We think you need these skills to ace Senior Data Engineer: Data Platform DevOps & Architecture in London
Some tips for your application 🫡
Tailor Your CV:Make sure your CV reflects the specific skills and experiences mentioned in the job description. Highlight your expertise in Azure, data engineering, and DevOps methodologies to show us you’re the perfect fit for the role.
Showcase Your Projects:Include examples of past projects where you've implemented enterprise-scale data platforms or automated data pipelines. We love seeing real-world applications of your skills, so don’t hold back on the details!
Craft a Compelling Cover Letter:Use your cover letter to tell us why you’re excited about this role and how your background aligns with our mission. This is your chance to show off your personality and passion for data engineering!
Apply Through Our Website:We encourage you to apply directly through our website. It’s the best way for us to receive your application and ensures you’re considered for the role. Plus, it’s super easy!
How to prepare for a job interview at Edgefolio Group
✨Know Your Tech Inside Out
Make sure you’re well-versed in the Azure data stack and the specific tools mentioned in the job description, like ADF, Delta Lake, and Databricks. Brush up on your SQL and Python skills too, as you'll likely be asked to demonstrate your proficiency in these areas.

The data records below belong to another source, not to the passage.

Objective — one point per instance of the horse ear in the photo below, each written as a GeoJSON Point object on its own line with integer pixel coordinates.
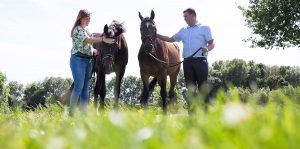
{"type": "Point", "coordinates": [141, 17]}
{"type": "Point", "coordinates": [105, 28]}
{"type": "Point", "coordinates": [152, 15]}
{"type": "Point", "coordinates": [119, 32]}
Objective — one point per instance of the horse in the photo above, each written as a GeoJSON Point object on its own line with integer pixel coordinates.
{"type": "Point", "coordinates": [157, 58]}
{"type": "Point", "coordinates": [111, 58]}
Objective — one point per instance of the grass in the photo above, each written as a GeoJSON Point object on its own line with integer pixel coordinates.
{"type": "Point", "coordinates": [227, 123]}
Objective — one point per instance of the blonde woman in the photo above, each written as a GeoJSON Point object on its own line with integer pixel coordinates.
{"type": "Point", "coordinates": [81, 60]}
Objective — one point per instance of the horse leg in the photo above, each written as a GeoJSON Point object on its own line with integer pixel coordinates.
{"type": "Point", "coordinates": [163, 92]}
{"type": "Point", "coordinates": [145, 91]}
{"type": "Point", "coordinates": [152, 85]}
{"type": "Point", "coordinates": [173, 81]}
{"type": "Point", "coordinates": [119, 76]}
{"type": "Point", "coordinates": [102, 91]}
{"type": "Point", "coordinates": [96, 92]}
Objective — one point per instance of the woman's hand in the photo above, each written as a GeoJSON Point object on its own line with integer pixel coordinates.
{"type": "Point", "coordinates": [96, 34]}
{"type": "Point", "coordinates": [95, 52]}
{"type": "Point", "coordinates": [108, 40]}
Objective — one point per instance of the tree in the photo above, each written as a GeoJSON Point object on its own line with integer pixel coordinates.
{"type": "Point", "coordinates": [275, 22]}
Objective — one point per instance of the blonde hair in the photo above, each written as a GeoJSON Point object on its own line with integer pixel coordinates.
{"type": "Point", "coordinates": [81, 14]}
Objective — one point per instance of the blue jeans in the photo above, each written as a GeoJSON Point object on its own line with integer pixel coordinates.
{"type": "Point", "coordinates": [81, 71]}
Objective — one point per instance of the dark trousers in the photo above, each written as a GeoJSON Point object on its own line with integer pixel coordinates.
{"type": "Point", "coordinates": [195, 72]}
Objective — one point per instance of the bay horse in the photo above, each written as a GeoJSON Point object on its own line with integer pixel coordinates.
{"type": "Point", "coordinates": [155, 59]}
{"type": "Point", "coordinates": [111, 58]}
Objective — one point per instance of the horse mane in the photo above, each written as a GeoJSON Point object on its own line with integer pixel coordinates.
{"type": "Point", "coordinates": [147, 19]}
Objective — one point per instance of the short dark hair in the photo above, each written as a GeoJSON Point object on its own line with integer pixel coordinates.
{"type": "Point", "coordinates": [190, 11]}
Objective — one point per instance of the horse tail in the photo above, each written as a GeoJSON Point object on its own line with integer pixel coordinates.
{"type": "Point", "coordinates": [152, 84]}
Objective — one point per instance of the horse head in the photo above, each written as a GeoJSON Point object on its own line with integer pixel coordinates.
{"type": "Point", "coordinates": [148, 32]}
{"type": "Point", "coordinates": [109, 51]}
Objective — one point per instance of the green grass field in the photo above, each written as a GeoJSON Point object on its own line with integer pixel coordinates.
{"type": "Point", "coordinates": [227, 123]}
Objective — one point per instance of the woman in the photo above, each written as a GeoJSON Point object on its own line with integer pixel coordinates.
{"type": "Point", "coordinates": [81, 60]}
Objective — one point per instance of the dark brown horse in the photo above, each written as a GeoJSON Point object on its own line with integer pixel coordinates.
{"type": "Point", "coordinates": [155, 59]}
{"type": "Point", "coordinates": [111, 58]}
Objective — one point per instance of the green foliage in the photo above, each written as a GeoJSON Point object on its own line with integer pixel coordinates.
{"type": "Point", "coordinates": [227, 123]}
{"type": "Point", "coordinates": [3, 94]}
{"type": "Point", "coordinates": [252, 75]}
{"type": "Point", "coordinates": [275, 23]}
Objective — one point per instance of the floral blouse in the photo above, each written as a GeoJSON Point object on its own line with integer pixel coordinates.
{"type": "Point", "coordinates": [78, 36]}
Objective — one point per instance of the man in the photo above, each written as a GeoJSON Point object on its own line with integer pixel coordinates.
{"type": "Point", "coordinates": [197, 42]}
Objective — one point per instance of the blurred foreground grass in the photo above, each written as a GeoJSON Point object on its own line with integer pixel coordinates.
{"type": "Point", "coordinates": [227, 123]}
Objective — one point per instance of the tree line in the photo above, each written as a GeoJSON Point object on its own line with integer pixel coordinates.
{"type": "Point", "coordinates": [222, 75]}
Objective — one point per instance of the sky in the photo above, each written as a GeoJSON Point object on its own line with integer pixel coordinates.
{"type": "Point", "coordinates": [35, 38]}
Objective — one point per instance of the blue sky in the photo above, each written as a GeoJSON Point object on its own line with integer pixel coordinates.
{"type": "Point", "coordinates": [35, 38]}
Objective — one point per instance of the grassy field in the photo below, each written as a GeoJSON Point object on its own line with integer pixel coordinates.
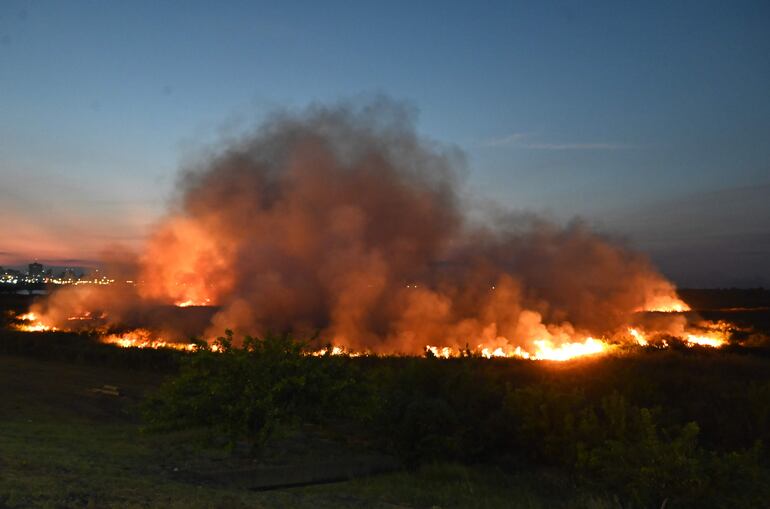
{"type": "Point", "coordinates": [62, 445]}
{"type": "Point", "coordinates": [501, 432]}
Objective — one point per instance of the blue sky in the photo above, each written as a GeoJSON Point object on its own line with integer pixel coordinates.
{"type": "Point", "coordinates": [650, 119]}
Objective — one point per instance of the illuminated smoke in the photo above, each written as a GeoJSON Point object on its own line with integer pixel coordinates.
{"type": "Point", "coordinates": [342, 222]}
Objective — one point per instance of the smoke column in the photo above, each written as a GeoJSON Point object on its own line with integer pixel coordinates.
{"type": "Point", "coordinates": [343, 221]}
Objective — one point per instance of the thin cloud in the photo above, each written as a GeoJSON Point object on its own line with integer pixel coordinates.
{"type": "Point", "coordinates": [504, 141]}
{"type": "Point", "coordinates": [519, 140]}
{"type": "Point", "coordinates": [575, 146]}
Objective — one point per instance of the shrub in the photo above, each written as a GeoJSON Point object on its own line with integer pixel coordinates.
{"type": "Point", "coordinates": [246, 392]}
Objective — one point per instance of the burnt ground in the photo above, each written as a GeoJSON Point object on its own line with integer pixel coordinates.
{"type": "Point", "coordinates": [64, 445]}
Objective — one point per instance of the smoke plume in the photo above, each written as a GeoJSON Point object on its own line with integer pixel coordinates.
{"type": "Point", "coordinates": [342, 222]}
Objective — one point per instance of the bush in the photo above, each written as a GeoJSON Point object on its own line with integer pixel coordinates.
{"type": "Point", "coordinates": [246, 392]}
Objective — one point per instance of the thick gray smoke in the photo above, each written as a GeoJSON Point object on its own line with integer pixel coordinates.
{"type": "Point", "coordinates": [342, 220]}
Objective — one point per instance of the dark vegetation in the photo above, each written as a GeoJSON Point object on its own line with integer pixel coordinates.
{"type": "Point", "coordinates": [686, 427]}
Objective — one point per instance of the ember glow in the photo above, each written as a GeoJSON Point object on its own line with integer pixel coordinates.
{"type": "Point", "coordinates": [142, 338]}
{"type": "Point", "coordinates": [345, 225]}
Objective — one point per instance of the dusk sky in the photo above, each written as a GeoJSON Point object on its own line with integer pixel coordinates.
{"type": "Point", "coordinates": [651, 120]}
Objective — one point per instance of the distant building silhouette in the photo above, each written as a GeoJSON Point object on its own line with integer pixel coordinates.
{"type": "Point", "coordinates": [35, 269]}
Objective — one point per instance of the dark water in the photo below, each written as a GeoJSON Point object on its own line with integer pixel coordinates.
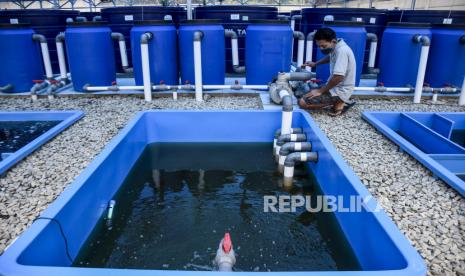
{"type": "Point", "coordinates": [16, 134]}
{"type": "Point", "coordinates": [458, 136]}
{"type": "Point", "coordinates": [170, 214]}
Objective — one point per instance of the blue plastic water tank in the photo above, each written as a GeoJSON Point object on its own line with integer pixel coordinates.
{"type": "Point", "coordinates": [20, 57]}
{"type": "Point", "coordinates": [297, 27]}
{"type": "Point", "coordinates": [354, 34]}
{"type": "Point", "coordinates": [236, 18]}
{"type": "Point", "coordinates": [90, 54]}
{"type": "Point", "coordinates": [427, 16]}
{"type": "Point", "coordinates": [121, 20]}
{"type": "Point", "coordinates": [47, 22]}
{"type": "Point", "coordinates": [446, 60]}
{"type": "Point", "coordinates": [374, 21]}
{"type": "Point", "coordinates": [400, 55]}
{"type": "Point", "coordinates": [213, 53]}
{"type": "Point", "coordinates": [89, 15]}
{"type": "Point", "coordinates": [162, 51]}
{"type": "Point", "coordinates": [268, 50]}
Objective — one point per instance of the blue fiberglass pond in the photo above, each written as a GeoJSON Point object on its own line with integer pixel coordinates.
{"type": "Point", "coordinates": [24, 132]}
{"type": "Point", "coordinates": [378, 245]}
{"type": "Point", "coordinates": [437, 140]}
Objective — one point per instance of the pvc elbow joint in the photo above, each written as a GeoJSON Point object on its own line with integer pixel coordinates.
{"type": "Point", "coordinates": [287, 148]}
{"type": "Point", "coordinates": [287, 103]}
{"type": "Point", "coordinates": [293, 130]}
{"type": "Point", "coordinates": [300, 76]}
{"type": "Point", "coordinates": [296, 157]}
{"type": "Point", "coordinates": [60, 37]}
{"type": "Point", "coordinates": [298, 137]}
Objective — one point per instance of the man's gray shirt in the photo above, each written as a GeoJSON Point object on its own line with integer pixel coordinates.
{"type": "Point", "coordinates": [342, 62]}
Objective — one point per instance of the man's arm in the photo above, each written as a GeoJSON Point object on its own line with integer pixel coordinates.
{"type": "Point", "coordinates": [313, 64]}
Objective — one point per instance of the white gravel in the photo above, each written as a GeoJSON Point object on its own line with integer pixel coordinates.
{"type": "Point", "coordinates": [427, 211]}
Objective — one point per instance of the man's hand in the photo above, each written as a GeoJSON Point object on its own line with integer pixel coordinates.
{"type": "Point", "coordinates": [314, 93]}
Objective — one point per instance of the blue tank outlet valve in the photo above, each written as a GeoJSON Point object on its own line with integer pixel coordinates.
{"type": "Point", "coordinates": [225, 258]}
{"type": "Point", "coordinates": [111, 206]}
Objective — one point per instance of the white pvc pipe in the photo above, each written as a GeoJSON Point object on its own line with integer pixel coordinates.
{"type": "Point", "coordinates": [61, 60]}
{"type": "Point", "coordinates": [387, 89]}
{"type": "Point", "coordinates": [217, 87]}
{"type": "Point", "coordinates": [309, 52]}
{"type": "Point", "coordinates": [46, 59]}
{"type": "Point", "coordinates": [462, 93]}
{"type": "Point", "coordinates": [189, 9]}
{"type": "Point", "coordinates": [435, 97]}
{"type": "Point", "coordinates": [288, 172]}
{"type": "Point", "coordinates": [146, 71]}
{"type": "Point", "coordinates": [235, 51]}
{"type": "Point", "coordinates": [286, 120]}
{"type": "Point", "coordinates": [300, 52]}
{"type": "Point", "coordinates": [372, 56]}
{"type": "Point", "coordinates": [105, 88]}
{"type": "Point", "coordinates": [198, 70]}
{"type": "Point", "coordinates": [122, 51]}
{"type": "Point", "coordinates": [292, 42]}
{"type": "Point", "coordinates": [421, 74]}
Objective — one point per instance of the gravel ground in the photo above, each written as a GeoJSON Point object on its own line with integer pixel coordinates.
{"type": "Point", "coordinates": [427, 211]}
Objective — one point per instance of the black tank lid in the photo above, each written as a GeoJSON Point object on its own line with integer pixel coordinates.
{"type": "Point", "coordinates": [201, 22]}
{"type": "Point", "coordinates": [14, 26]}
{"type": "Point", "coordinates": [88, 24]}
{"type": "Point", "coordinates": [449, 26]}
{"type": "Point", "coordinates": [409, 25]}
{"type": "Point", "coordinates": [153, 22]}
{"type": "Point", "coordinates": [344, 23]}
{"type": "Point", "coordinates": [269, 21]}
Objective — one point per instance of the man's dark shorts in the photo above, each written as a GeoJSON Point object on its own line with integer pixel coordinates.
{"type": "Point", "coordinates": [325, 98]}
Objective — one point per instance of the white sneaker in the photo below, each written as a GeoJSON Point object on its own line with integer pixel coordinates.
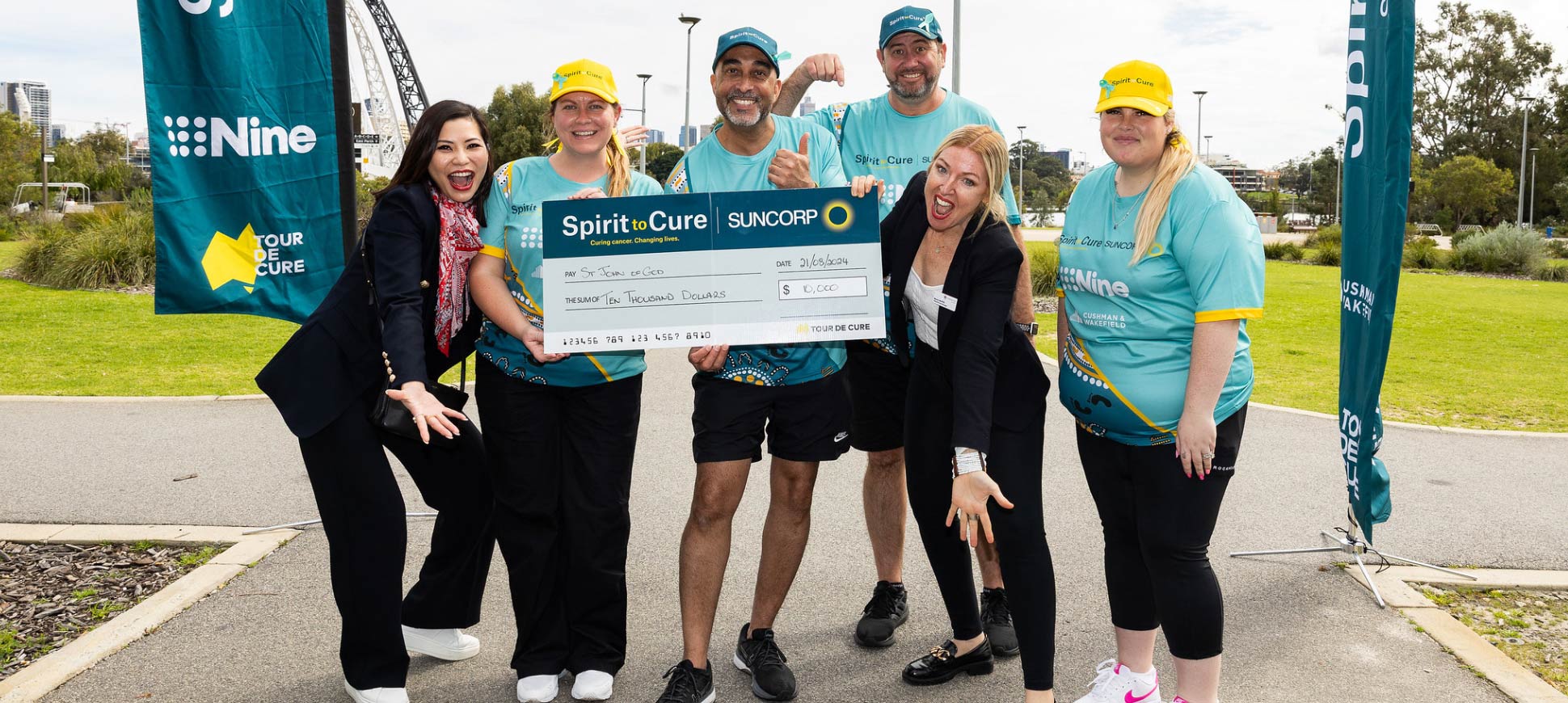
{"type": "Point", "coordinates": [1115, 683]}
{"type": "Point", "coordinates": [593, 684]}
{"type": "Point", "coordinates": [375, 696]}
{"type": "Point", "coordinates": [443, 644]}
{"type": "Point", "coordinates": [538, 689]}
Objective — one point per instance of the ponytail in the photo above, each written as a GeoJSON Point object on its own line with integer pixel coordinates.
{"type": "Point", "coordinates": [1176, 162]}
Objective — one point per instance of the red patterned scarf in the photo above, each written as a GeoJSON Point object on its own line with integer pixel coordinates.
{"type": "Point", "coordinates": [460, 241]}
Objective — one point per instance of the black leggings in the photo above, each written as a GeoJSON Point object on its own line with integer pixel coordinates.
{"type": "Point", "coordinates": [1015, 463]}
{"type": "Point", "coordinates": [1157, 524]}
{"type": "Point", "coordinates": [562, 463]}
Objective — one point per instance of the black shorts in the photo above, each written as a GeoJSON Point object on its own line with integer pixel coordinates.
{"type": "Point", "coordinates": [803, 423]}
{"type": "Point", "coordinates": [879, 385]}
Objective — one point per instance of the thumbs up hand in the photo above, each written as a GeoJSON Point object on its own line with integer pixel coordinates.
{"type": "Point", "coordinates": [792, 168]}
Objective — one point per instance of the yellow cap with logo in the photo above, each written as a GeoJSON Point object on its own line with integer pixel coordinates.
{"type": "Point", "coordinates": [584, 76]}
{"type": "Point", "coordinates": [1139, 85]}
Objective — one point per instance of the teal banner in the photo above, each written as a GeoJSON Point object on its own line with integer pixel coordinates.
{"type": "Point", "coordinates": [247, 171]}
{"type": "Point", "coordinates": [1379, 83]}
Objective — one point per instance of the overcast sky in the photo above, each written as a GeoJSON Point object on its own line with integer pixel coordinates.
{"type": "Point", "coordinates": [1269, 68]}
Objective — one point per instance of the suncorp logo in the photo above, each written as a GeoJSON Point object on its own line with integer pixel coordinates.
{"type": "Point", "coordinates": [1090, 283]}
{"type": "Point", "coordinates": [201, 6]}
{"type": "Point", "coordinates": [247, 137]}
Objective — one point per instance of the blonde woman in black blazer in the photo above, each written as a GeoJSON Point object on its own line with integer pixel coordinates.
{"type": "Point", "coordinates": [976, 405]}
{"type": "Point", "coordinates": [333, 369]}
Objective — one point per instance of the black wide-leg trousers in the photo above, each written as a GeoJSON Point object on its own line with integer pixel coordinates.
{"type": "Point", "coordinates": [562, 463]}
{"type": "Point", "coordinates": [1015, 463]}
{"type": "Point", "coordinates": [363, 516]}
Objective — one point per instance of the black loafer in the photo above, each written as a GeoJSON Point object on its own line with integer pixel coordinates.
{"type": "Point", "coordinates": [941, 664]}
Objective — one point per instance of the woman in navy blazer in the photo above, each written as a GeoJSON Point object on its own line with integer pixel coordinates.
{"type": "Point", "coordinates": [327, 378]}
{"type": "Point", "coordinates": [976, 406]}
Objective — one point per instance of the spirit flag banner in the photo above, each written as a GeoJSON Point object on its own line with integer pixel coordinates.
{"type": "Point", "coordinates": [248, 171]}
{"type": "Point", "coordinates": [1379, 83]}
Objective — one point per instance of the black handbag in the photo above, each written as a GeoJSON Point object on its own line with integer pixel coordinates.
{"type": "Point", "coordinates": [391, 415]}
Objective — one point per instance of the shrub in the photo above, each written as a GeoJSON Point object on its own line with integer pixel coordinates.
{"type": "Point", "coordinates": [104, 248]}
{"type": "Point", "coordinates": [1424, 253]}
{"type": "Point", "coordinates": [1551, 270]}
{"type": "Point", "coordinates": [1043, 263]}
{"type": "Point", "coordinates": [1283, 251]}
{"type": "Point", "coordinates": [1507, 248]}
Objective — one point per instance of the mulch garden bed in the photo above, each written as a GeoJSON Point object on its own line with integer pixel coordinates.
{"type": "Point", "coordinates": [1528, 625]}
{"type": "Point", "coordinates": [52, 594]}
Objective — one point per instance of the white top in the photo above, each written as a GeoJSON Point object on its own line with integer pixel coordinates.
{"type": "Point", "coordinates": [922, 306]}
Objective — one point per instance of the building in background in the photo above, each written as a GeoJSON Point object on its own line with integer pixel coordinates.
{"type": "Point", "coordinates": [1242, 179]}
{"type": "Point", "coordinates": [30, 101]}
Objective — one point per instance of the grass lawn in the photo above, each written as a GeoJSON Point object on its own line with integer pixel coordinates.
{"type": "Point", "coordinates": [1466, 352]}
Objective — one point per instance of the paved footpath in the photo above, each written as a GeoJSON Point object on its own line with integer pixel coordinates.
{"type": "Point", "coordinates": [1296, 629]}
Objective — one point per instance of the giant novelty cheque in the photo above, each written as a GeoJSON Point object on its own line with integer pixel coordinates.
{"type": "Point", "coordinates": [706, 269]}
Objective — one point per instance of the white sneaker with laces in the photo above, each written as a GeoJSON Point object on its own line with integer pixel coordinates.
{"type": "Point", "coordinates": [447, 644]}
{"type": "Point", "coordinates": [1115, 683]}
{"type": "Point", "coordinates": [593, 684]}
{"type": "Point", "coordinates": [538, 689]}
{"type": "Point", "coordinates": [375, 696]}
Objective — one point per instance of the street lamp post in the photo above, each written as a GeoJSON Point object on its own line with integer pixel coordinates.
{"type": "Point", "coordinates": [642, 158]}
{"type": "Point", "coordinates": [1200, 115]}
{"type": "Point", "coordinates": [1532, 186]}
{"type": "Point", "coordinates": [685, 124]}
{"type": "Point", "coordinates": [1021, 128]}
{"type": "Point", "coordinates": [1524, 143]}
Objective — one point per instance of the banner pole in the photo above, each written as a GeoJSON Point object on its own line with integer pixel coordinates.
{"type": "Point", "coordinates": [344, 103]}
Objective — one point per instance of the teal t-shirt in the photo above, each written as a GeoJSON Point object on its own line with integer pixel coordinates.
{"type": "Point", "coordinates": [710, 168]}
{"type": "Point", "coordinates": [1129, 326]}
{"type": "Point", "coordinates": [512, 233]}
{"type": "Point", "coordinates": [877, 140]}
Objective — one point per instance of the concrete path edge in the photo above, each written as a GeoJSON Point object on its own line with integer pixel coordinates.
{"type": "Point", "coordinates": [146, 617]}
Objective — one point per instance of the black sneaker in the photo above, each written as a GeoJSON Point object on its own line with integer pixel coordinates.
{"type": "Point", "coordinates": [761, 658]}
{"type": "Point", "coordinates": [942, 663]}
{"type": "Point", "coordinates": [996, 619]}
{"type": "Point", "coordinates": [883, 614]}
{"type": "Point", "coordinates": [689, 684]}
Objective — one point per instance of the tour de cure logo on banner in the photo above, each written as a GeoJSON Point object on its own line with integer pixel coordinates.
{"type": "Point", "coordinates": [1379, 83]}
{"type": "Point", "coordinates": [245, 171]}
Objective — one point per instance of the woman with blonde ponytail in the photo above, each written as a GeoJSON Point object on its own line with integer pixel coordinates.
{"type": "Point", "coordinates": [565, 426]}
{"type": "Point", "coordinates": [1161, 269]}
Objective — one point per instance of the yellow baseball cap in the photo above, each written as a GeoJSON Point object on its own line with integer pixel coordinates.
{"type": "Point", "coordinates": [1139, 85]}
{"type": "Point", "coordinates": [584, 76]}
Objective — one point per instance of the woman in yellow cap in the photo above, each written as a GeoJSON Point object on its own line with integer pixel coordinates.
{"type": "Point", "coordinates": [563, 426]}
{"type": "Point", "coordinates": [1161, 269]}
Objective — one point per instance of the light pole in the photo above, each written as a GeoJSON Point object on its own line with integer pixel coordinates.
{"type": "Point", "coordinates": [1021, 128]}
{"type": "Point", "coordinates": [1200, 115]}
{"type": "Point", "coordinates": [685, 124]}
{"type": "Point", "coordinates": [1524, 143]}
{"type": "Point", "coordinates": [1532, 186]}
{"type": "Point", "coordinates": [642, 156]}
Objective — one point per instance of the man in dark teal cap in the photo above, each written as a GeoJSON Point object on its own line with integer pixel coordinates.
{"type": "Point", "coordinates": [892, 137]}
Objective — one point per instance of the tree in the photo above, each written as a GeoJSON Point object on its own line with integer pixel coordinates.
{"type": "Point", "coordinates": [1471, 68]}
{"type": "Point", "coordinates": [520, 123]}
{"type": "Point", "coordinates": [662, 159]}
{"type": "Point", "coordinates": [1469, 187]}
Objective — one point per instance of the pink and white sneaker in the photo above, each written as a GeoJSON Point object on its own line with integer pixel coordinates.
{"type": "Point", "coordinates": [1115, 683]}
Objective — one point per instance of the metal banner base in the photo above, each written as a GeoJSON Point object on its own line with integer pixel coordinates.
{"type": "Point", "coordinates": [1347, 541]}
{"type": "Point", "coordinates": [318, 521]}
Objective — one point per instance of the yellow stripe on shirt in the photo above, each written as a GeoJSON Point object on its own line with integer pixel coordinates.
{"type": "Point", "coordinates": [1229, 314]}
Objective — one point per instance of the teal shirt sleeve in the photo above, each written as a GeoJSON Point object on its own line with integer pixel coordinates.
{"type": "Point", "coordinates": [828, 165]}
{"type": "Point", "coordinates": [1220, 251]}
{"type": "Point", "coordinates": [496, 211]}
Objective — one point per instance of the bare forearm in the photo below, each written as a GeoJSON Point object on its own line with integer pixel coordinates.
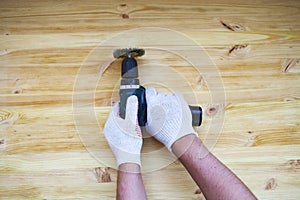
{"type": "Point", "coordinates": [214, 179]}
{"type": "Point", "coordinates": [130, 184]}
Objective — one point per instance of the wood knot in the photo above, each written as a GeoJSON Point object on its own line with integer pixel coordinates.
{"type": "Point", "coordinates": [289, 64]}
{"type": "Point", "coordinates": [295, 164]}
{"type": "Point", "coordinates": [200, 82]}
{"type": "Point", "coordinates": [102, 174]}
{"type": "Point", "coordinates": [198, 191]}
{"type": "Point", "coordinates": [233, 26]}
{"type": "Point", "coordinates": [17, 91]}
{"type": "Point", "coordinates": [271, 184]}
{"type": "Point", "coordinates": [2, 143]}
{"type": "Point", "coordinates": [122, 7]}
{"type": "Point", "coordinates": [211, 111]}
{"type": "Point", "coordinates": [239, 49]}
{"type": "Point", "coordinates": [125, 16]}
{"type": "Point", "coordinates": [7, 117]}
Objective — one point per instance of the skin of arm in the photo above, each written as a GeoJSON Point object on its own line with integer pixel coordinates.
{"type": "Point", "coordinates": [215, 180]}
{"type": "Point", "coordinates": [130, 184]}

✨Showcase Your DevOps Experience
Be prepared to discuss your experience with CI/CD practices and Infrastructure as Code, particularly with Terraform. Have examples ready that illustrate how you've implemented these methodologies in past projects, especially in relation to data pipelines.
✨Prepare for Scenario-Based Questions
Expect questions that assess your problem-solving skills in real-world scenarios. Think about challenges you've faced in data engineering and how you’ve overcome them, particularly in building scalable and maintainable systems.
✨Communicate Clearly and Confidently
Since this role involves mentoring and working closely with product teams, practice explaining complex technical concepts in simple terms. Prepare to share examples of how you've successfully communicated with both technical and non-technical stakeholders in the past.